Staying healthy and maintain a healthy gut is not just about what we eat but also about how physically active we are too. With an ever increasing technological society we have become less and less active as time has moved forward. Things like lifts and escalators mean we don’t need to use the stairs or drive through car washes instead of manual carwashes all factor into us being less active. Even things such as electric tin openers reduce the amount of energy we expend on a daily basis. This all contributes to not only our overall health but also our gut health.
You may be unaware but not only does exercise keep you nice a toned but it also helps us internally. For example if we consume more energy than we are expending, it is stored as fat. Fat can build up as cholesterol along the arteries which will cause the blood flow to be reduced and potentially cause a heart attack if the artery becomes fully blocked.

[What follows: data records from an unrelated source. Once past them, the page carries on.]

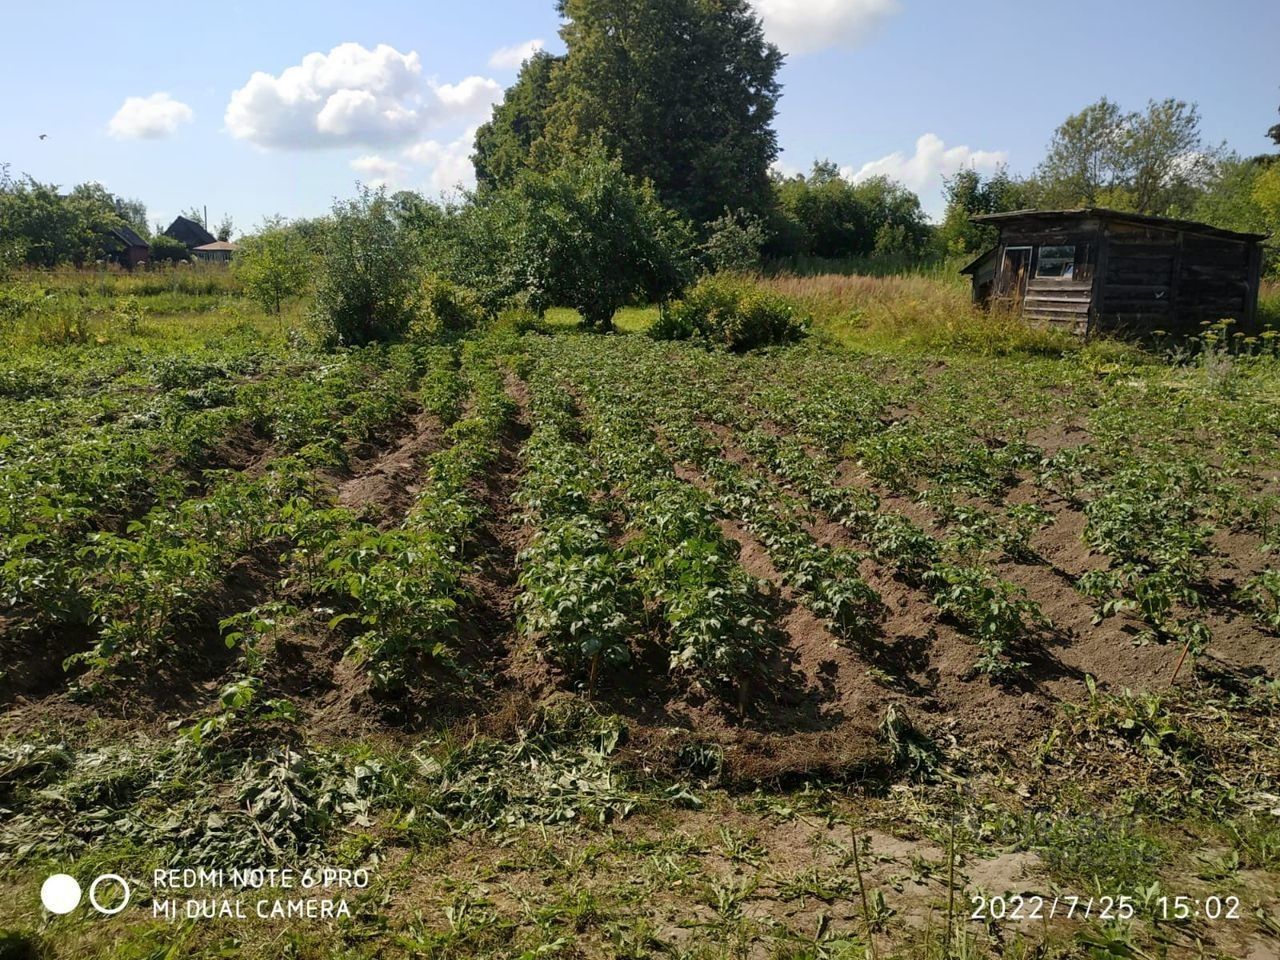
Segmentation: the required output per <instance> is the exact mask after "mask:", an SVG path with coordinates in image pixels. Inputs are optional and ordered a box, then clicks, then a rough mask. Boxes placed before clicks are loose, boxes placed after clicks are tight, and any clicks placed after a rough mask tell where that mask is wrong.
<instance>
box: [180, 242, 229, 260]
mask: <svg viewBox="0 0 1280 960" xmlns="http://www.w3.org/2000/svg"><path fill="white" fill-rule="evenodd" d="M237 250H239V244H238V243H229V242H228V241H214V242H212V243H205V244H204V246H200V247H196V248H195V250H192V251H191V253H192V256H195V257H196V260H204V261H205V262H206V264H229V262H230V261H232V259H233V257H234V256H236V251H237Z"/></svg>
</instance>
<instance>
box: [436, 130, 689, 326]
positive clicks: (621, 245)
mask: <svg viewBox="0 0 1280 960" xmlns="http://www.w3.org/2000/svg"><path fill="white" fill-rule="evenodd" d="M429 247H430V250H431V255H430V257H429V260H430V261H431V266H433V268H434V269H436V270H439V271H440V273H442V274H443V275H445V276H447V278H448V279H449V280H453V282H454V283H461V284H463V285H467V287H471V288H472V289H476V291H477V292H479V293H480V294H481V297H483V300H484V301H485V305H486V307H488V308H489V310H495V308H497V307H498V306H500V303H502V302H503V301H504V300H506V298H511V297H516V296H524V297H526V298H527V302H529V306H530V307H531V308H532V310H535V311H538V312H543V311H545V310H547V308H548V307H552V306H570V307H576V308H577V310H579V311H580V312H581V315H582V323H584V324H585V325H586V326H590V328H596V329H609V328H611V326H612V323H613V314H614V312H616V311H617V310H618V307H622V306H626V305H627V303H634V302H653V301H663V300H667V298H669V297H671V296H673V294H675V293H677V292H678V291H680V289H681V288H682V287H684V284H685V283H686V282H687V280H689V279H690V275H691V259H690V256H689V250H690V247H691V233H690V229H689V227H687V224H686V223H685V221H682V220H681V219H680V218H678V216H677V215H676V214H675V212H672V211H669V210H667V209H666V207H663V205H662V204H660V202H659V201H658V197H657V193H655V191H654V188H653V186H652V184H650V183H646V182H639V180H636V179H635V178H632V177H630V175H628V174H627V173H626V170H625V169H623V168H622V161H621V160H618V159H617V157H611V156H609V155H608V152H607V151H605V148H604V146H603V145H599V143H596V145H595V146H593V147H590V148H589V150H588V151H586V154H585V155H582V156H567V157H564V160H563V163H562V164H561V165H559V166H557V168H556V169H553V170H550V172H547V173H544V172H540V170H532V169H526V170H521V172H520V173H518V174H517V175H516V180H515V183H512V186H511V187H507V188H506V189H493V191H481V192H479V193H476V195H475V196H474V197H472V198H471V202H470V204H468V205H466V206H465V207H462V209H461V210H456V211H452V215H451V216H449V219H448V223H447V227H445V228H444V230H443V232H442V233H440V236H439V237H436V238H435V239H434V241H433V242H430V243H429Z"/></svg>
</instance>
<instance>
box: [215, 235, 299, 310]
mask: <svg viewBox="0 0 1280 960" xmlns="http://www.w3.org/2000/svg"><path fill="white" fill-rule="evenodd" d="M232 270H233V271H234V274H236V278H237V279H238V280H239V282H241V283H242V284H243V287H244V292H246V293H247V294H248V296H250V297H252V298H253V300H256V301H257V302H259V303H261V305H262V308H264V310H265V311H268V312H269V314H279V312H280V307H282V305H283V303H284V301H285V300H288V298H289V297H296V296H297V294H300V293H302V291H305V289H306V287H307V283H308V282H310V279H311V253H310V251H308V250H307V246H306V243H305V241H303V239H302V237H301V236H298V233H296V232H294V230H292V229H289V228H288V227H285V225H284V224H280V223H268V224H265V225H264V228H262V229H261V230H259V232H257V233H255V234H252V236H250V237H244V238H243V239H242V241H241V243H239V251H238V252H237V255H236V260H233V261H232Z"/></svg>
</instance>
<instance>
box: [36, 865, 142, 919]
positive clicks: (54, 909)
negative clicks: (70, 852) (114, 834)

Exercise also helps to maintain the muscles within our internal organs for example in our intestines muscles are required for peristalsis (the movements of food down the digestive tract).
Exercise helps our digestive system as it help reduce transit time (i.e. the length of time it takes food to move through the large intestine). The reason a faster transit time is better for us is less water is absorbed from the stool into your body and therefore your waste food won’t become dry and hard to pass which essentially is what causes constipation. Exercise along with a healthy fibrous diet may help with constipation as it will help to stimulate the natural contraction of intestinal muscles therefore ensuring the stool moves more efficiently through your digestive tract. Therefore lack of exercise may make our digestive system feel sluggish.
The government’s recommendations are to exercise for thirty minutes five times a week. Whilst these seem quite a while to spend exercising within your daily routine this thirty minutes doesn’t actually have to be for example going to the gym or participating in sport. It could be as little as walking to work instead of catching the bus, going up the stairs instead of the lift or going for a walk over lunch.
If you plan on going to the gym or doing a class it is good to plan when you are going to eat after a big meal, give your body a chance to digest it before you start jumping around! Therefore it is advised to wait around an hour after a big meal before engaging in any rigorous physical activity. This is also be after eating, blood flow increases to the stomach and intestines to help the body digest the food. However, if you exercise right after eating, the blood flows toward the heart and muscles instead. Since the strength of the gut’s muscle contractions directly relate to the quantity of blood flowing in the area, less blood in the GI tract means weaker intestinal contractions, fewer digestive enzymes, and the food waste moving sluggishly through the intestine. This can lead to bloating, excess gas, and constipation.